Our study has several limitations. First, the study design was retrospective. Second, although the study included 219 patients, the PET/CT dataset provided was insufficient. The PET/CT data for the pre-treatment phase, interim period, and the end of treatment were obtained from scattered patients, and data for all three stages were available for very few individual patients. The lack of parallel data of patients and insufficient data for analysis reduced the reliability of the conclusion. In addition, although the initial biopsy-confirmed HT did not occur, sites with a high SUVmax may not be suitable for biopsy, and the possibility of de novo transformation cannot be completely ruled out.

Conclusions

Although HT occurs in a minority of patients with follicular lymphoma, it significantly worsens the survival, prompting the clinical significance of early screening of high-risk HT patients. The biology of HT is complex, no single genetic lesion or mechanism could explain all cases of HT, and no clinical indicators or biomarks to strongly predict HT have been identified to date.
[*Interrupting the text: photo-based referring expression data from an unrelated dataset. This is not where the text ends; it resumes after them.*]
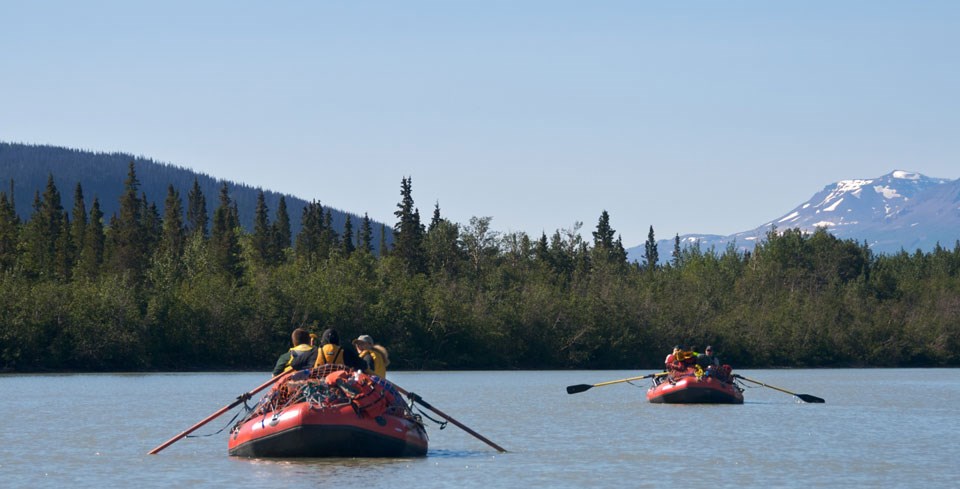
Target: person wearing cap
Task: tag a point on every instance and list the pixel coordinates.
(301, 356)
(331, 353)
(373, 355)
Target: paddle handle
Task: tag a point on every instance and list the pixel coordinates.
(458, 424)
(213, 416)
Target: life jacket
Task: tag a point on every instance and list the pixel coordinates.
(301, 357)
(329, 354)
(687, 357)
(380, 360)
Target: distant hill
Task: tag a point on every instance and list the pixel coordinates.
(899, 210)
(102, 175)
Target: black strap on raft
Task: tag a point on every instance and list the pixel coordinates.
(413, 399)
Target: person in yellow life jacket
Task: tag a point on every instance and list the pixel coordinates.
(373, 355)
(301, 356)
(331, 353)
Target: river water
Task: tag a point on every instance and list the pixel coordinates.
(878, 428)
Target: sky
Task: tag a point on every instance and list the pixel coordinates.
(692, 117)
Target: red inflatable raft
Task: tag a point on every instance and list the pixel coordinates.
(332, 411)
(689, 388)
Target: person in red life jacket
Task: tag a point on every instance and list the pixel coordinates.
(373, 355)
(301, 356)
(331, 353)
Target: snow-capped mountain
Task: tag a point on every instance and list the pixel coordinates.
(899, 210)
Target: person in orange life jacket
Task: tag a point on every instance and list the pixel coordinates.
(374, 356)
(301, 356)
(674, 362)
(331, 352)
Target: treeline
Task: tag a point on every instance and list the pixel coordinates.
(171, 288)
(29, 166)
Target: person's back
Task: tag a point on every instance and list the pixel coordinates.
(301, 356)
(331, 353)
(374, 356)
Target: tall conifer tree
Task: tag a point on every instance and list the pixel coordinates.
(91, 255)
(347, 241)
(281, 230)
(196, 211)
(262, 239)
(224, 242)
(9, 233)
(128, 235)
(173, 234)
(650, 254)
(408, 233)
(78, 227)
(366, 234)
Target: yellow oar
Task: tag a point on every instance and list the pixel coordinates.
(574, 389)
(802, 397)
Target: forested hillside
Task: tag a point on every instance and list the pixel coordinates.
(153, 290)
(101, 175)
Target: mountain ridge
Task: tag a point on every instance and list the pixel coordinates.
(101, 175)
(901, 210)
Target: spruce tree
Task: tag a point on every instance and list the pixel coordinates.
(196, 211)
(408, 233)
(329, 239)
(262, 239)
(676, 250)
(383, 250)
(311, 226)
(224, 242)
(366, 234)
(281, 231)
(173, 234)
(347, 241)
(42, 241)
(650, 254)
(91, 254)
(128, 235)
(78, 227)
(9, 233)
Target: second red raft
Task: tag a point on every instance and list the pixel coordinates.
(689, 388)
(332, 411)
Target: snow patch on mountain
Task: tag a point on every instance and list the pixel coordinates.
(900, 210)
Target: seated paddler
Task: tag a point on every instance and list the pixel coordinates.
(302, 355)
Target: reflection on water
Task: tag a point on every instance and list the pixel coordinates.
(878, 428)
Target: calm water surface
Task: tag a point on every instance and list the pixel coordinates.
(879, 428)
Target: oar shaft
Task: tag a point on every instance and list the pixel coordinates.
(213, 416)
(624, 380)
(768, 386)
(449, 418)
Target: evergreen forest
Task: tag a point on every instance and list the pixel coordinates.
(167, 285)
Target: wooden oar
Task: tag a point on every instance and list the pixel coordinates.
(575, 389)
(802, 397)
(210, 418)
(415, 398)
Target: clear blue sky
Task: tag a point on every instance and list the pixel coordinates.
(692, 117)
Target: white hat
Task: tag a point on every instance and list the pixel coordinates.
(364, 338)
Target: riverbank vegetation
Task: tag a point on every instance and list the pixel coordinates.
(169, 288)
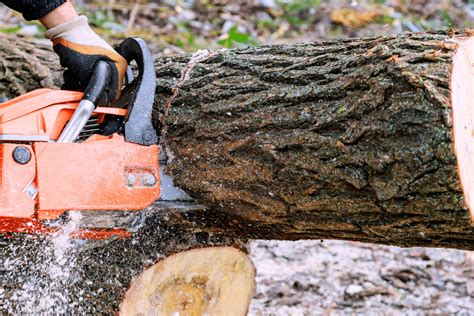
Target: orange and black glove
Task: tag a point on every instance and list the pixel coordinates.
(79, 48)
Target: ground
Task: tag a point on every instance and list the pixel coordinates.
(307, 277)
(337, 277)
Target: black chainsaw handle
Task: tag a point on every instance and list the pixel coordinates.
(139, 95)
(99, 81)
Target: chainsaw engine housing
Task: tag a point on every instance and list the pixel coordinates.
(41, 177)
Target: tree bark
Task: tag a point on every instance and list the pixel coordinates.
(349, 139)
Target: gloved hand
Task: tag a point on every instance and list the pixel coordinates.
(79, 48)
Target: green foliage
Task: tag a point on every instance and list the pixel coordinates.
(234, 36)
(101, 20)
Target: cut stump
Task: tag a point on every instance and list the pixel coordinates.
(206, 281)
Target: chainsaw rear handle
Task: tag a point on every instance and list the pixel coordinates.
(99, 81)
(139, 95)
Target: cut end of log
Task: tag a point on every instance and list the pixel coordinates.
(462, 96)
(207, 281)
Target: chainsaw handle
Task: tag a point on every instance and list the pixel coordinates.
(139, 95)
(99, 82)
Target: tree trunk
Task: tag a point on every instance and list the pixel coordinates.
(350, 139)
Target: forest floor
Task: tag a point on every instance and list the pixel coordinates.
(347, 278)
(306, 277)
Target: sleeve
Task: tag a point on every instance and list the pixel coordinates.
(33, 9)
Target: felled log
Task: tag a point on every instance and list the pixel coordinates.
(349, 139)
(206, 281)
(358, 139)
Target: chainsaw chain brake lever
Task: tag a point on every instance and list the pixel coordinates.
(92, 95)
(138, 96)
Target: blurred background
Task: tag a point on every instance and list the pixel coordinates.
(305, 277)
(187, 25)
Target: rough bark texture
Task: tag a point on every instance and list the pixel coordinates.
(348, 139)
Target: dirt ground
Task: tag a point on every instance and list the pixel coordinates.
(308, 277)
(346, 278)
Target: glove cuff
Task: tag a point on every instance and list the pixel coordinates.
(78, 31)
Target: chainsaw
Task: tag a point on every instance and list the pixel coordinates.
(61, 154)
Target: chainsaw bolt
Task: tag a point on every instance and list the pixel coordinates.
(21, 155)
(149, 180)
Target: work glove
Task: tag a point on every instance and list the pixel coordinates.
(79, 49)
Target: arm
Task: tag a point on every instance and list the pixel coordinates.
(78, 46)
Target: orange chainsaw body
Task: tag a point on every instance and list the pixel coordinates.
(100, 173)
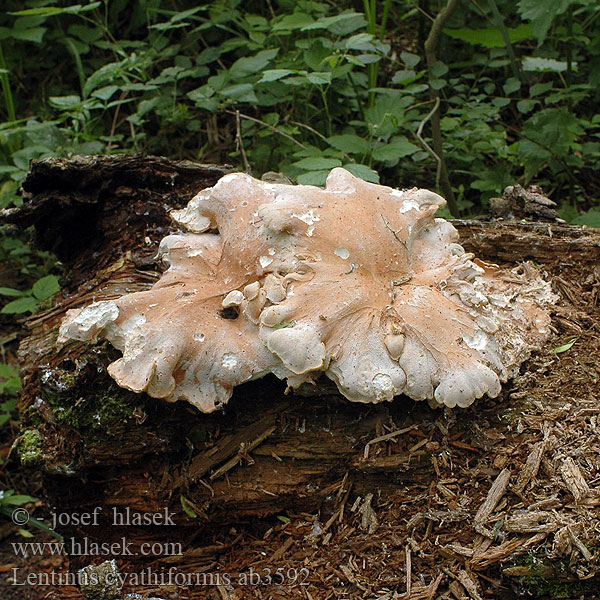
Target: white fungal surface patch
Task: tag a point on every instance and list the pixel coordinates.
(229, 361)
(410, 312)
(309, 218)
(409, 205)
(478, 341)
(265, 261)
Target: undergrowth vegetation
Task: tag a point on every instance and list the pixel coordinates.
(300, 87)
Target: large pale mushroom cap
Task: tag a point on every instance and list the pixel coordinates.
(356, 280)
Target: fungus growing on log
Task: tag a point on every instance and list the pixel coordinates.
(355, 280)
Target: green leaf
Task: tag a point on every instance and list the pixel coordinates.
(395, 150)
(564, 348)
(296, 20)
(341, 24)
(252, 65)
(538, 89)
(319, 78)
(404, 76)
(439, 69)
(45, 287)
(64, 102)
(490, 37)
(49, 11)
(535, 63)
(349, 143)
(24, 533)
(314, 163)
(437, 84)
(525, 106)
(22, 305)
(275, 74)
(17, 499)
(105, 92)
(511, 86)
(541, 13)
(10, 292)
(410, 60)
(363, 172)
(32, 34)
(313, 178)
(590, 218)
(241, 92)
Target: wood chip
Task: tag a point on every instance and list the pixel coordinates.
(574, 480)
(494, 495)
(532, 466)
(535, 521)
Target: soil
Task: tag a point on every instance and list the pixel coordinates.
(306, 495)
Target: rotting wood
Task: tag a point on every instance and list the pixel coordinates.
(319, 441)
(494, 495)
(573, 479)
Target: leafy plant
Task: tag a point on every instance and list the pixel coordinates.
(10, 384)
(29, 300)
(9, 500)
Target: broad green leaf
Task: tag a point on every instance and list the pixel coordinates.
(50, 11)
(24, 533)
(252, 65)
(45, 287)
(511, 86)
(541, 13)
(242, 92)
(535, 63)
(296, 20)
(395, 150)
(439, 69)
(410, 60)
(10, 292)
(274, 75)
(341, 24)
(105, 92)
(540, 88)
(313, 178)
(524, 106)
(319, 78)
(17, 499)
(491, 37)
(363, 172)
(314, 163)
(404, 76)
(32, 34)
(349, 143)
(20, 306)
(564, 348)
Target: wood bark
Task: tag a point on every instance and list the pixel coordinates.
(267, 451)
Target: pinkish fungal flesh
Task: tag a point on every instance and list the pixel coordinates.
(355, 280)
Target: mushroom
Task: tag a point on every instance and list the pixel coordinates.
(356, 280)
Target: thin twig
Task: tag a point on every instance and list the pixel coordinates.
(255, 120)
(240, 142)
(419, 134)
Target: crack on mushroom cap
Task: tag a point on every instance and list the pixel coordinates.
(356, 280)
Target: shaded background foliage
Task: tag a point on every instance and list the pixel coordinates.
(301, 87)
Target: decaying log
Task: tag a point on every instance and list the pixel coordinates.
(266, 452)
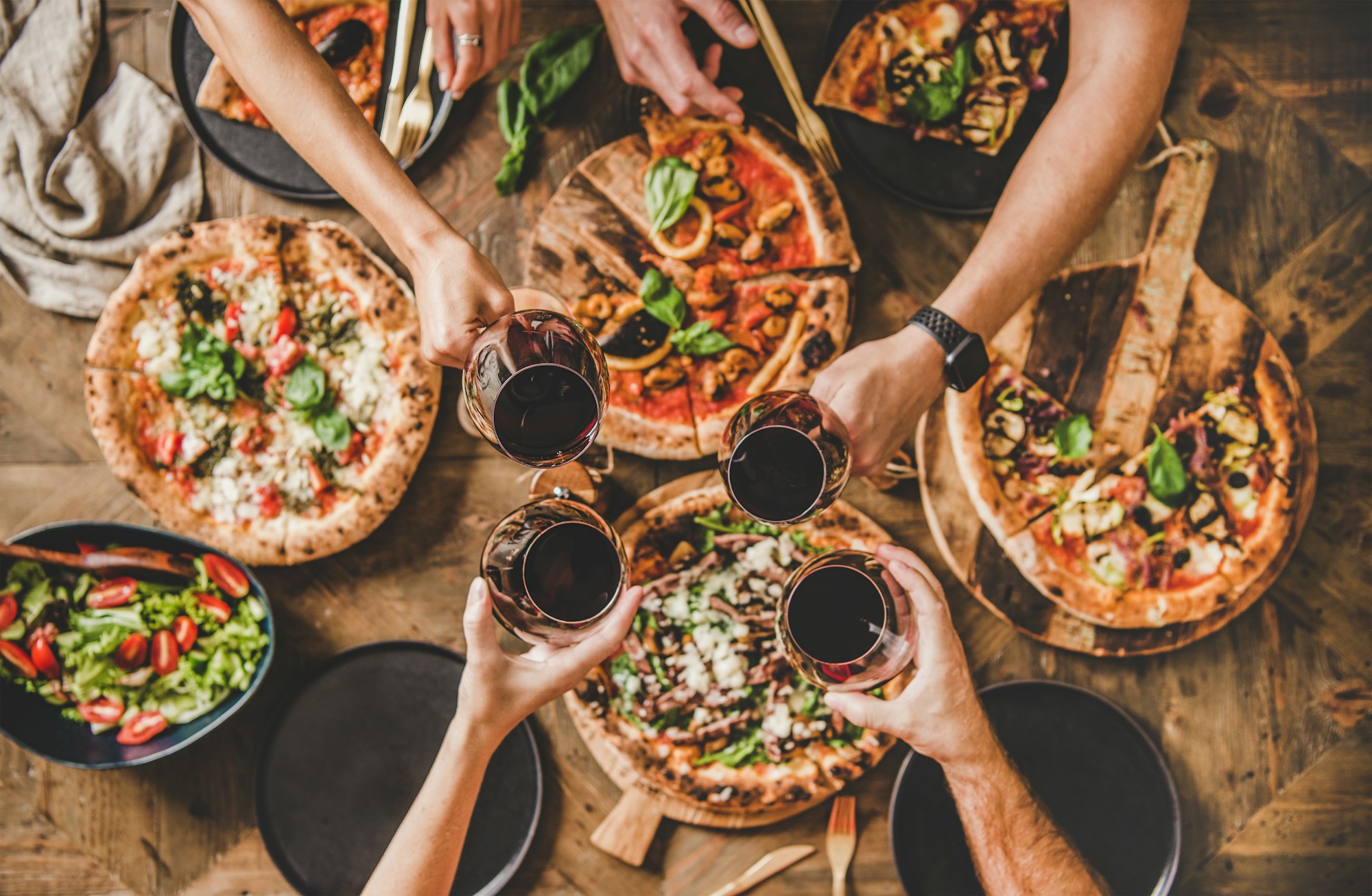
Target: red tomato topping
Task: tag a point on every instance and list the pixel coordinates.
(16, 657)
(142, 728)
(132, 652)
(101, 711)
(227, 576)
(112, 593)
PET/CT is used as a non-invasive diagnosis tool to help determine the best biopsy site when suspecting HT, but its role in predicting the HT risk in the early stage of disease is still unclear. The present study provides a decade of retrospective data to analyze the relationship between HT risk and PET/CT parameters at the initial, interim and end-treatment stages. SUVbaseline and SUVend were validated to show predictive value on HT risk independently of FLIPI2 score, and may help to identify high risk patients in clinical. Given the bias caused by the analysis of scattered data in this study, more prospective studies with larger samples are needed to confirm the predictive ability of pre-trasformation PET/CT and whether patients could benefit from a change in treatment strategy based on PET/CT-based risk stratification of HT.